I claim no expertise - this is anecdotal evidence at best - but platter material and/or having an external ground cable may make a difference in reducing static.  The effectiveness of platter material at reducing static may also depend on environmental conditions.  Your mileage may vary.

Michael Fremer's picture

I'm surprised the Zerostat didn't work but more surprised a humidifier didn't help!

readargos's picture

In fairness, I may have given up too soon on the humidifier.  I ran it for about a day.  The room felt humid, but maybe it required more time to have an effect on records stored in sleeves stored in jackets.

bmwnutt's picture

I'll never forget the day I received the reissue of Weather Report's Heavy Weather at 45rpm and Monk And Coltrane at Carnegie Hall on a beautiful Mosaic pressing. In the same shipment was the "In The Groove" cleaning roller, which I promptly rolled over both records.
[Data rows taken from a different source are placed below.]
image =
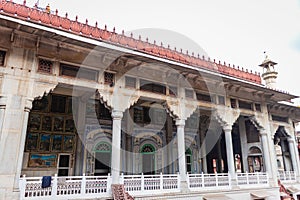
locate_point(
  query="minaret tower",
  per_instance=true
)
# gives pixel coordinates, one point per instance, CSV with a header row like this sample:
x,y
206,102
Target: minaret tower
x,y
269,74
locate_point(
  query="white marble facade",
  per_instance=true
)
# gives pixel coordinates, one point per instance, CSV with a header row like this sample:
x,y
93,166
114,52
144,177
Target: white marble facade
x,y
156,116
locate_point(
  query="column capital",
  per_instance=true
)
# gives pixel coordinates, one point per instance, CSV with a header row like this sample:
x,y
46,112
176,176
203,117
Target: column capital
x,y
263,133
116,114
180,122
28,104
227,127
3,100
290,140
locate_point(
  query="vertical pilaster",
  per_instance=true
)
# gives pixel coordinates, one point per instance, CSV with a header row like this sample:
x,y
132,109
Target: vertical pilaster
x,y
203,151
80,150
293,155
116,146
266,152
181,149
229,150
28,105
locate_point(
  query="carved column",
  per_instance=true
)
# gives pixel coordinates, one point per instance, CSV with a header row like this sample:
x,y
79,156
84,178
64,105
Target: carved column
x,y
229,150
2,111
181,149
116,146
27,108
266,151
291,142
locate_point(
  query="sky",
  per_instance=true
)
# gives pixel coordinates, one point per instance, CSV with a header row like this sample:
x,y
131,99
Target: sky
x,y
235,31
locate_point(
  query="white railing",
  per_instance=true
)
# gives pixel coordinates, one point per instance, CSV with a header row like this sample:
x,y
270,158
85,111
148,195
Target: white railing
x,y
209,181
287,176
252,179
135,184
70,187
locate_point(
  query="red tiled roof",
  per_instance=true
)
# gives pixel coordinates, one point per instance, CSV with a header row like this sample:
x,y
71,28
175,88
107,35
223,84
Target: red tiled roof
x,y
84,29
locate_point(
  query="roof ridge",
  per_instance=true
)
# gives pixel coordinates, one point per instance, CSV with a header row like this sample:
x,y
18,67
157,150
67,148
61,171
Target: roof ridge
x,y
52,19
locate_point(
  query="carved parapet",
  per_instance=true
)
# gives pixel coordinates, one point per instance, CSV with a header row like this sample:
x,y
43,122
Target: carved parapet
x,y
226,116
259,122
119,99
181,108
43,88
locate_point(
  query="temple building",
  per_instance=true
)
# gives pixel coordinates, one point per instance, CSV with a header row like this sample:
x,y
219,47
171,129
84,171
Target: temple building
x,y
93,109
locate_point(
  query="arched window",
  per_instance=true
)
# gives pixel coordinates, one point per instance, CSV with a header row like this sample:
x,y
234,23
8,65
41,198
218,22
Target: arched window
x,y
102,152
148,148
188,160
148,159
255,160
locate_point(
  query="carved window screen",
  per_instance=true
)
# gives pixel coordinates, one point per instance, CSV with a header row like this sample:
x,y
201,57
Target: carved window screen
x,y
2,57
45,66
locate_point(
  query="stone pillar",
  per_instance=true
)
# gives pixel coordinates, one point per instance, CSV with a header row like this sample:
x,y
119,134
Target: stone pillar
x,y
28,106
203,151
229,151
266,152
116,146
14,112
293,155
2,110
80,150
181,152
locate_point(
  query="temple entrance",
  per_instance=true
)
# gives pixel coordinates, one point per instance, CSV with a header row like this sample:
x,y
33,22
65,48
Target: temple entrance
x,y
188,160
148,159
102,159
282,149
255,162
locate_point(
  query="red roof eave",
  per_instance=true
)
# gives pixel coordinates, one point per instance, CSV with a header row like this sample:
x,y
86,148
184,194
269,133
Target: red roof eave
x,y
35,15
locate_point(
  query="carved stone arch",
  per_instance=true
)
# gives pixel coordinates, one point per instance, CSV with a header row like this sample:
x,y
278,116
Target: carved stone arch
x,y
102,146
226,116
190,142
254,150
181,108
146,136
41,89
118,98
97,136
257,123
274,127
289,130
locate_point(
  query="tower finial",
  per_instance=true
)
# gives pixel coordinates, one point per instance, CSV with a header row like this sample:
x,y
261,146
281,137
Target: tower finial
x,y
266,55
269,74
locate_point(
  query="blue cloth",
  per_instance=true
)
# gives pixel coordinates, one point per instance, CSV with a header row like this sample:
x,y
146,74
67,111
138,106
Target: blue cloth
x,y
46,181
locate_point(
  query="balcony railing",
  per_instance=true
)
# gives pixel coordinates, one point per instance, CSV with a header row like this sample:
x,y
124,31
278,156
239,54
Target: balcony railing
x,y
257,179
71,187
142,184
89,187
209,181
287,176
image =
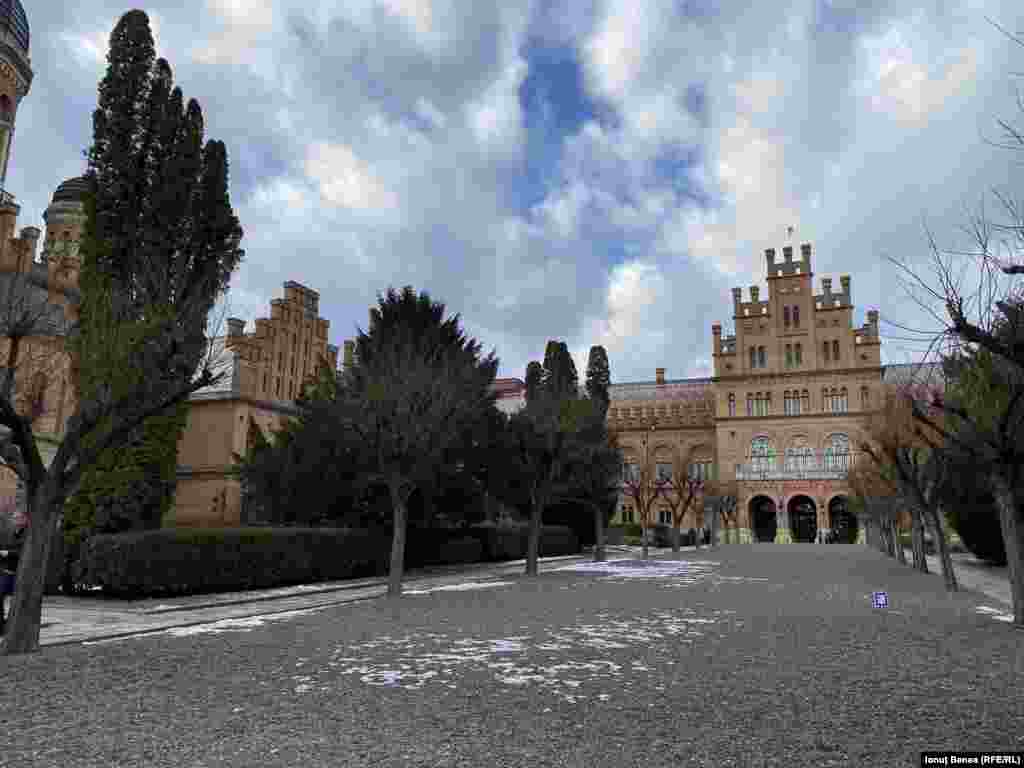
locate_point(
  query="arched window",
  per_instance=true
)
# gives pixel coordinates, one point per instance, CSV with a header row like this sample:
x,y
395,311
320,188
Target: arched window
x,y
762,455
838,452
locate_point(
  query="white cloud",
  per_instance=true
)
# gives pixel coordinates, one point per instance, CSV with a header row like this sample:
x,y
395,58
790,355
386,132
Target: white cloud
x,y
346,180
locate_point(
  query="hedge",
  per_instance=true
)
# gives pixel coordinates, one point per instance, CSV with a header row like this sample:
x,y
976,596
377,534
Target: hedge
x,y
197,560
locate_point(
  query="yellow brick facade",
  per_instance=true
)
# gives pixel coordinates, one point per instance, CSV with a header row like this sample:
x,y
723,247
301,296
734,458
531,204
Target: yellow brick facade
x,y
782,425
After several cleanings I can still see the roller marks in the wax.

Michael Fremer's picture

When I return home I will look into this. I will try to replicate your experience. When i used it I didn't bear down at all....

Michael Fremer's picture

I have rolled this thing over numerous records and not once have I seen roller marks or any sort of residue. I don't know how heavily you pressed, nor do I know whether you are confusing lacquer defect type marks that end up appearing on every pressing of a given record, with residue left by this device because I can't see any. I don't mean to doubt your findings but I just want to be sure that what you see actually is "roller marks in the wax".

Steve Edwards's picture


Please comment on removing static from your cartridge.  The Zerostat appears to be an effective device for record and/or platter surfaces, but maybe not a good idea for cartridges.  What do you recommend?

Michael Fremer's picture

How does static end up "in your cartridge" in the first place? I have never heard of that nor have I experienced it. It is true that static electricity is caused by "rubbing" and that the stylus "rubs" a record, which is a surface known to hold a static charge, particularly is you rub it to clean it but I don't see how a stylus can transmit the static charge to the cartridge. In fact, one of the big issues with statically charged records are the pops and clicks caused by the discharge as you play the record. However, I would definitely not use a Zerostat close to a cantilever just "because".

readargos's picture

Stephen Mejias used the Zerostat on his cartridge (Entry Level #17 at Stereophile's website) reportedly to good effect, and it was recommended for cartridge use by Milty's importer in the same article.

buelligan's picture

I also use it to clean my platter (Sota Nova). It leaves the platter absolutely pristine.  I've noticed no residue left behind and no additional noise on my LPs.

Baggs the Man's picture

I got a yellow Nagaoka from a friend who was getting shed of vinyl.

Not sure how long he had it, but it only held the "sticky" for me for a half year or so.

So they deffo do NOT hold up over time. (Which is a bitch especially since they were not cheap in the first place.My friend said he paid $70 for the thing!)

Anyways, I read somewhere that when the sticky inevitably takes a flying f. you can still use the roller. There are stick-on sticky papers that you can buy.

Anyone done this and know where to purchase?